# New Saint Andrews College



## davidsuggs (Sep 4, 2008)

To begin with, I know about the theological errors and am not in any way endorsing them whatsoever. Sorry, had to get that out of the way first.

As I look at different schools for college, the Christian Reformed integration point is very important to me. But also, so is the style in which it is done. The classical style of education that the ACCS promotes is very effective and my PCA church's school is a member of the ACCS as well. This being the case, there is only one classical Christian-oriented college currently in existence that I am currently aware of (by "classical" I mean following the general Dorothy Sayers approach).

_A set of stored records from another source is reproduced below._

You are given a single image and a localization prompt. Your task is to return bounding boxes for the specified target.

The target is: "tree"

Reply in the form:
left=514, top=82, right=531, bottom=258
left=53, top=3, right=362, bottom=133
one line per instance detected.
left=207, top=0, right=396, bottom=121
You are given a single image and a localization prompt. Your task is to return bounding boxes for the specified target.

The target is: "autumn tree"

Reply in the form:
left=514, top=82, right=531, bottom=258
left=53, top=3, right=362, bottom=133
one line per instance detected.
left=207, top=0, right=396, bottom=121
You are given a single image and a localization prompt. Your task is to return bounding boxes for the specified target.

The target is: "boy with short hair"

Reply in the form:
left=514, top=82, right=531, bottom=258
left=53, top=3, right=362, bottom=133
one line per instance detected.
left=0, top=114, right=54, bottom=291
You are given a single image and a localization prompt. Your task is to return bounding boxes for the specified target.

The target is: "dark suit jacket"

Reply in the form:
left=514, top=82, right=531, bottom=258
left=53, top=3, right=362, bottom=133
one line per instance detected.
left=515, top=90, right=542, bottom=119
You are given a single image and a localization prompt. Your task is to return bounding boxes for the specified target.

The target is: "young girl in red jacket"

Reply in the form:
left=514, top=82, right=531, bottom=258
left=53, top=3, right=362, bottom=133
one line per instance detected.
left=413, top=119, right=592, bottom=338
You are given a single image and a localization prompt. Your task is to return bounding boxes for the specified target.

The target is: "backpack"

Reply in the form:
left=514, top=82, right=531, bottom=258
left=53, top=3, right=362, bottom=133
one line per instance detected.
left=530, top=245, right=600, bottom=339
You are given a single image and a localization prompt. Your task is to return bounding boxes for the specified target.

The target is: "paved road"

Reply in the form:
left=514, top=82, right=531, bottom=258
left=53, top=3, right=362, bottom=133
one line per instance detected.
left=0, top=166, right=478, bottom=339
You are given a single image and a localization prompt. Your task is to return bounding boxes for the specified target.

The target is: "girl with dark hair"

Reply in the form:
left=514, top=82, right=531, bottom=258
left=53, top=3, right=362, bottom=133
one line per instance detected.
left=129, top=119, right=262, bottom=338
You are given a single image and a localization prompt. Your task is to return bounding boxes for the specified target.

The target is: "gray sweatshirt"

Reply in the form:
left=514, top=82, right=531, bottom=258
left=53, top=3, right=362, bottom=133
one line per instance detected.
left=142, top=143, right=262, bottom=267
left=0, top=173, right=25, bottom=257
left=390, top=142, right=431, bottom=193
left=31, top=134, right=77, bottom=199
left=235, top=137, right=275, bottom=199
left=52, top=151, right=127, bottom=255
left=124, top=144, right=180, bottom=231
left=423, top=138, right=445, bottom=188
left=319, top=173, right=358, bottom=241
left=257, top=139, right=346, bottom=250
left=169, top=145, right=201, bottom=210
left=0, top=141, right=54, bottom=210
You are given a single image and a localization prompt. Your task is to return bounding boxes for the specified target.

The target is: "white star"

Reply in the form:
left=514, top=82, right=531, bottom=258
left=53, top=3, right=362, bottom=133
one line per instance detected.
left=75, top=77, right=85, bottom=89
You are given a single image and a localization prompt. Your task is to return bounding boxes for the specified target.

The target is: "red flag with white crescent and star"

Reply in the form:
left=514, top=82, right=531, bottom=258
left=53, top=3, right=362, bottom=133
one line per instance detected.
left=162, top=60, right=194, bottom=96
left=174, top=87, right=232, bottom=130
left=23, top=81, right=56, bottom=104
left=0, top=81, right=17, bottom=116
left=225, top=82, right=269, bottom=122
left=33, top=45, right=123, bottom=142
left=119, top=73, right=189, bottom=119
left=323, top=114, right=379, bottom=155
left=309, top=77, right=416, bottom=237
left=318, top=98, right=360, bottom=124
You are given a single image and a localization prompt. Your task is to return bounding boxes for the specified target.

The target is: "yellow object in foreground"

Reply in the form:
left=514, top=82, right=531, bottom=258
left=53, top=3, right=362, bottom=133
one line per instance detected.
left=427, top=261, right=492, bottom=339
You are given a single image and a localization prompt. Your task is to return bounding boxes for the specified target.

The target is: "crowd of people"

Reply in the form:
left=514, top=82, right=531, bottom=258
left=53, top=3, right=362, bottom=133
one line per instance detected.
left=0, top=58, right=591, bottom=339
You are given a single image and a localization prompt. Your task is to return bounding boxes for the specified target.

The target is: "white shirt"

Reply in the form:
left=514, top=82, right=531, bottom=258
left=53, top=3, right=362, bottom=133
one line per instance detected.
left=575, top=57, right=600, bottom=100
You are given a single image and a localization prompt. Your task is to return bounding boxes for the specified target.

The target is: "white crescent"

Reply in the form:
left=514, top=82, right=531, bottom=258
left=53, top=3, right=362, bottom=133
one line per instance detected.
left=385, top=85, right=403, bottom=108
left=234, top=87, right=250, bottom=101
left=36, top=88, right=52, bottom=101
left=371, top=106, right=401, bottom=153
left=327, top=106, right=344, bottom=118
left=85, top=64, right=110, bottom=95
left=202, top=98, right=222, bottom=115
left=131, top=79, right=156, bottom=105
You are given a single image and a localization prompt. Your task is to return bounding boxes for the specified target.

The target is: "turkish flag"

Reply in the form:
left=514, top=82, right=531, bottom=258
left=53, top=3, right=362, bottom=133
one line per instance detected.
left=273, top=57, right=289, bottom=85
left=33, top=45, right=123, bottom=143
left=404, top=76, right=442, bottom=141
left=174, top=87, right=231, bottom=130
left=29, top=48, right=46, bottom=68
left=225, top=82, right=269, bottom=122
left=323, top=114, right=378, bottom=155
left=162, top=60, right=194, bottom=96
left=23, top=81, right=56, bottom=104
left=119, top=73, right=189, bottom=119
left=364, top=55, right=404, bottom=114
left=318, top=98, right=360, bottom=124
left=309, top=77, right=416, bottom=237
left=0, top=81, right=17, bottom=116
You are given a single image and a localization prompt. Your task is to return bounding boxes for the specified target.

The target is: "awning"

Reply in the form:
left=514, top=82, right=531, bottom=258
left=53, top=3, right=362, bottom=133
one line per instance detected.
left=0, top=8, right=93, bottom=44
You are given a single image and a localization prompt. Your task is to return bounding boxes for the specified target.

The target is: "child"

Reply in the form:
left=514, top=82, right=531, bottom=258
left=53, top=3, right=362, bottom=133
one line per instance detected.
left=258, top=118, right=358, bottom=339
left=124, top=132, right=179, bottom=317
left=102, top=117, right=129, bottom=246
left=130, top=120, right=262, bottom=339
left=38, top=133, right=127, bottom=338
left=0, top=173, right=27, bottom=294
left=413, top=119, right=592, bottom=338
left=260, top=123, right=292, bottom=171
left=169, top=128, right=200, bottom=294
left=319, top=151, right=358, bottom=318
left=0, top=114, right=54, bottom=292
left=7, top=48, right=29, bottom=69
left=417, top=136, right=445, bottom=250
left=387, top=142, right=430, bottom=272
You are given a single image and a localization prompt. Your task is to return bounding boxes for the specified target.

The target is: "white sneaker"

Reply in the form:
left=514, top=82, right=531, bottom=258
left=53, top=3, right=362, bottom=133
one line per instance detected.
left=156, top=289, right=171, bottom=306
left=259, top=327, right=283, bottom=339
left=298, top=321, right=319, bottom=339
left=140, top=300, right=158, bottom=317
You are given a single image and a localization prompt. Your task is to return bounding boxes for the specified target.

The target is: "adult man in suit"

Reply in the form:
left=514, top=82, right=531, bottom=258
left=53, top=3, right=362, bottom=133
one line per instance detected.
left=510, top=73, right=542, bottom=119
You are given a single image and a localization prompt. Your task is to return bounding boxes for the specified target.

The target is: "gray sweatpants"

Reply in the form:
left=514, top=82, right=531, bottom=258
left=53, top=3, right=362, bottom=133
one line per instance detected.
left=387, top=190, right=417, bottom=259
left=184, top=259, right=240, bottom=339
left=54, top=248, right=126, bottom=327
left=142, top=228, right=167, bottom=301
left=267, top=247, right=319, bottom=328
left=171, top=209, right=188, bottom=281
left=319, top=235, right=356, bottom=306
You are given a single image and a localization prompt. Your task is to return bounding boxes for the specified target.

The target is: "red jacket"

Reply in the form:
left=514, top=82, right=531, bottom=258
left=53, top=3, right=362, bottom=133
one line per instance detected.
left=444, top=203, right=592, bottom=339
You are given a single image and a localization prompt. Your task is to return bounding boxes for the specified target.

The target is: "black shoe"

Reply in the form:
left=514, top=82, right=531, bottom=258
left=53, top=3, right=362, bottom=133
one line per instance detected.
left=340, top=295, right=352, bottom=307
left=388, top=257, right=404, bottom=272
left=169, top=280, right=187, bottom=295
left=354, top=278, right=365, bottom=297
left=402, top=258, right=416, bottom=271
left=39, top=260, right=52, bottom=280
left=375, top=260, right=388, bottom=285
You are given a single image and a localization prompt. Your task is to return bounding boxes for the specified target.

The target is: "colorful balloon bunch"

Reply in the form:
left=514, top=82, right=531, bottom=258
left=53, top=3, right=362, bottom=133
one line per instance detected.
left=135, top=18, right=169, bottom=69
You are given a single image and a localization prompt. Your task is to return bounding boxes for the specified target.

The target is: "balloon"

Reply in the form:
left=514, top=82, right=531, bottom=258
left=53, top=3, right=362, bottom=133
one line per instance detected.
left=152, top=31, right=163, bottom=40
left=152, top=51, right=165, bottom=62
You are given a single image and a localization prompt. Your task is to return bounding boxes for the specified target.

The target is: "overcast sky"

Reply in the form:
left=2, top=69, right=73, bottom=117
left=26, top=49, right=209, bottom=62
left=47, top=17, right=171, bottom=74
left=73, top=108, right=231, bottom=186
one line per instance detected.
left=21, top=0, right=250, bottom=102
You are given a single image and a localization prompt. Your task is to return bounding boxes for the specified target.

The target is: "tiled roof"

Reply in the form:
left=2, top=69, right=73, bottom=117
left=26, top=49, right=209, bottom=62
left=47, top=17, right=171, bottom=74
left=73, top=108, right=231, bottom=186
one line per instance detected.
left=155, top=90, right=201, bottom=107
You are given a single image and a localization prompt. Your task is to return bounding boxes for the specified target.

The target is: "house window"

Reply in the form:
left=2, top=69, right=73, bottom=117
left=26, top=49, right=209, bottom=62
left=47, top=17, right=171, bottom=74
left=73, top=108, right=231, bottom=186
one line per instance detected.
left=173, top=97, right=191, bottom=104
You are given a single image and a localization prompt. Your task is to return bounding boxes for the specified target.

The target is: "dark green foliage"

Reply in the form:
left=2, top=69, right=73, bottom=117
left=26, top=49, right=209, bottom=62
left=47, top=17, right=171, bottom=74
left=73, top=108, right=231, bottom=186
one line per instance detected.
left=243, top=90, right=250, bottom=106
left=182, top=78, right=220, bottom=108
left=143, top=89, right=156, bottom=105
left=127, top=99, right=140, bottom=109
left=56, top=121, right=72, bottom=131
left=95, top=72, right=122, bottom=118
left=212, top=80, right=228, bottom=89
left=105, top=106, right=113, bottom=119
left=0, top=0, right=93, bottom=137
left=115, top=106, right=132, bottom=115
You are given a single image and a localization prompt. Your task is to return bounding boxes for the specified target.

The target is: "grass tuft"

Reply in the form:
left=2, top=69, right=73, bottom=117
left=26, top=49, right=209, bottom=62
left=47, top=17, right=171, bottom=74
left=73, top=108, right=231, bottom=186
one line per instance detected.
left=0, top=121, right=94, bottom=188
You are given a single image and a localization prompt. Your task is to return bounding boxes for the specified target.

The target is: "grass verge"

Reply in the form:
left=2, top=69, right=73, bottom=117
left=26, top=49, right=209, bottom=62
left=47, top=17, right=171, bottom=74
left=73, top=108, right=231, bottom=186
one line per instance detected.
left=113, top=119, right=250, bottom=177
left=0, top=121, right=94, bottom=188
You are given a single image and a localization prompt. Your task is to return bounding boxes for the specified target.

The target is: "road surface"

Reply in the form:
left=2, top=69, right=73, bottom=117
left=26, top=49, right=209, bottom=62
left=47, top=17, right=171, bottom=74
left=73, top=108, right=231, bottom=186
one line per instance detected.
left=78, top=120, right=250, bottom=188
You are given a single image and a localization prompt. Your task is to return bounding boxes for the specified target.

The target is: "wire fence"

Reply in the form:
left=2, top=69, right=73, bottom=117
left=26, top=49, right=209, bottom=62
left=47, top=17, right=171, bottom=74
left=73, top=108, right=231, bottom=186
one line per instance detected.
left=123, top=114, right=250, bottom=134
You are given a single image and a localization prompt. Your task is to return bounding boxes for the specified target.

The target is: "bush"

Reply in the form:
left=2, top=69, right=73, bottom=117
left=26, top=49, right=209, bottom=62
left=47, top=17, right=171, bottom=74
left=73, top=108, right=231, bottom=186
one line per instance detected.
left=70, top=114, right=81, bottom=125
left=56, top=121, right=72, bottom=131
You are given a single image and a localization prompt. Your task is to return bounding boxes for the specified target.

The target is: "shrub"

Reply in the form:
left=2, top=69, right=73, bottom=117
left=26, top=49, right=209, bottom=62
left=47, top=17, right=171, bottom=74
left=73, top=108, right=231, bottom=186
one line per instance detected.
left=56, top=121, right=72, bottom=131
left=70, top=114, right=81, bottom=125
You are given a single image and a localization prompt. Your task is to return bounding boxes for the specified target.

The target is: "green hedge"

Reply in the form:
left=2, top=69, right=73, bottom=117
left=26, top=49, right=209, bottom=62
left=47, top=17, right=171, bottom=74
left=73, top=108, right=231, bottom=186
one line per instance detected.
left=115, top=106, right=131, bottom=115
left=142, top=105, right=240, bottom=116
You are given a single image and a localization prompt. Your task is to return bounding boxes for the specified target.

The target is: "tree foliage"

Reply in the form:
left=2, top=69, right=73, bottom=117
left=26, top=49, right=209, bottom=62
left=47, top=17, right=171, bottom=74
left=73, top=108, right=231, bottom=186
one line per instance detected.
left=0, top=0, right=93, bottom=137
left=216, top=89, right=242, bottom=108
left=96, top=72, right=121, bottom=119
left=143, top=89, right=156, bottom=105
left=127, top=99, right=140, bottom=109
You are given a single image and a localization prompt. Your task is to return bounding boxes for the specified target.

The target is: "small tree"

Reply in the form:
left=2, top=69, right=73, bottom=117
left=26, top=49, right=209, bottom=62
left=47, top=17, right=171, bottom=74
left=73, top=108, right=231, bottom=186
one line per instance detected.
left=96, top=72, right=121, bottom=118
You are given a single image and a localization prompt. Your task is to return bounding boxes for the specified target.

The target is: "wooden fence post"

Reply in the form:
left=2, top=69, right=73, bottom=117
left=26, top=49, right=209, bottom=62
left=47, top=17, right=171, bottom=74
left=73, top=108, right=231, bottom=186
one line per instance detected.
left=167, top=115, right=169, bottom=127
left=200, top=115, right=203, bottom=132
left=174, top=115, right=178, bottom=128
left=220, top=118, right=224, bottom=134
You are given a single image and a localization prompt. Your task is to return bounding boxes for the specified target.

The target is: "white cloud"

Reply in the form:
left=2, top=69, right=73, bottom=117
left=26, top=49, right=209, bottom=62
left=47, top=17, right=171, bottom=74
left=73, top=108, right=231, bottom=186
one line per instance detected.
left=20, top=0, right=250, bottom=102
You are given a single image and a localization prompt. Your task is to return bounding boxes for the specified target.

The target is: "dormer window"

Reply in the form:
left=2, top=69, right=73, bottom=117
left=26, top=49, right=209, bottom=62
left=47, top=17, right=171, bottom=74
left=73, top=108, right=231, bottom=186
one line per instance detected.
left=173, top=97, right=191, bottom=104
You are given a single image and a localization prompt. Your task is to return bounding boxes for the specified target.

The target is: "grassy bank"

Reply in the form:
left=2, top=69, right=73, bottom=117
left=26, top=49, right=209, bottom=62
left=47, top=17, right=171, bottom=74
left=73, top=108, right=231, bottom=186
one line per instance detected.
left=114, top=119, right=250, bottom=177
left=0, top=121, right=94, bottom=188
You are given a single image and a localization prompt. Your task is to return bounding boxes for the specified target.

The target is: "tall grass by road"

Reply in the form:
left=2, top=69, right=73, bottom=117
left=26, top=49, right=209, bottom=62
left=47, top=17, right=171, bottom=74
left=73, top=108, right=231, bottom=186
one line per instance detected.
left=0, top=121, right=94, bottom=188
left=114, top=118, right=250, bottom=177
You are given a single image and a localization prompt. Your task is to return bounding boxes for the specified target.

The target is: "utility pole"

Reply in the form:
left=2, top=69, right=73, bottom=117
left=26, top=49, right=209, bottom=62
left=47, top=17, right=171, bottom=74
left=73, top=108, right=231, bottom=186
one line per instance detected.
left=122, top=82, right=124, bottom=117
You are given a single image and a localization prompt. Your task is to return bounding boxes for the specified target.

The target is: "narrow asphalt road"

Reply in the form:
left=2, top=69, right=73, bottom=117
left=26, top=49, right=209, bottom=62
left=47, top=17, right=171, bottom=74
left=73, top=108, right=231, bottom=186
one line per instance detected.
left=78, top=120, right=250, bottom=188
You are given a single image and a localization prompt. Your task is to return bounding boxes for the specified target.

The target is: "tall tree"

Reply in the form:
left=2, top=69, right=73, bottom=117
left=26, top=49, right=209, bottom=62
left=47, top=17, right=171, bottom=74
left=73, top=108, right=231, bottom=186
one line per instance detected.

That is the infamous New Saint Andrews College in Moscow, Idaho, headed by Leithart with Doug Wilson as a Senior Fellow of Theology. I am curious as to your opinion on this. Is the excellent academic schema worth it? What do you think?


----------



## larryjf (Sep 4, 2008)

It's a mistake to be educated at an institution for style rather than content.


----------



## Josiah (Sep 5, 2008)

I have a FV friend who always speaks very highly of this schools educational standards. He is a very bright fellow, knows Hebrew & Greek, but the last time I spoke to him (two weeks ago) he had changed since I had seen him last. If I didnt know anything about the FV and the movement he is caught up in, I would have assumed that he had joined some strange cult. He said some things about a brother in the Lord that I thought I would never hear from a fellow believer. 

I know that this is all anecdotal, but I think that its important to remember the enviornment that you will be in, in a school like that. My friend was woo'ed into FV theology by the pseudo piety he saw around him and dismissed all criticisms about the movement as simply "Older reformed ministers who have just discovered how to blog". 

Be careful and prayerful in the school you choose.


----------



## Christusregnat (Sep 5, 2008)

davidsuggs said:


> To begin with, I know about the theological errors and am not in any way endorsing them whatsoever. Sorry, had to get that out of the way first.
> 
> As I look at different schools for college, the Christian Reformed integration point is very important to me. But also, so is the style in which it is done. The classical style of education that the ACCS promotes is very effective and my PCA church's school is a member of the ACCS as well. This being the case, there is only one classical Christian-oriented college currently in existence that I am currently aware of (by "classical" I mean following the general Dorothy Sayers approach). That is the infamous New Saint Andrews College in Moscow, Idaho, headed by Leithart with Doug Wilson as a Senior Fellow of Theology. I am curious as to your opinion on this. Is the excellent academic schema worth it? What do you think?




NSA is Nominalist in philosophy, and aberrant in theology. Indeed, there are cult-like tendencies, and the beautiful facade merely serves to suck in the innocent. I have friends who are devotees of the Golden MosCow, and their descent (in some instances) began with NSA.

Classical education is not all it's cracked up to be. It is a mixture of humanism (as exemplified by the Nominalist approach to mathematics and now, with FV, to theology) and an odd self-chosen (read: heretical) form of "Reformed" theology. The friend I have is a basher of people he disagrees with (sound like someone else we all know?), and is rather cocky. I don't think he picked these traits up on accident. Again, anecdotal, but the warning signs are in big, bold letters. Don't think you're too strong to be sucked into the black hole that is Moscow.

Cheers,


----------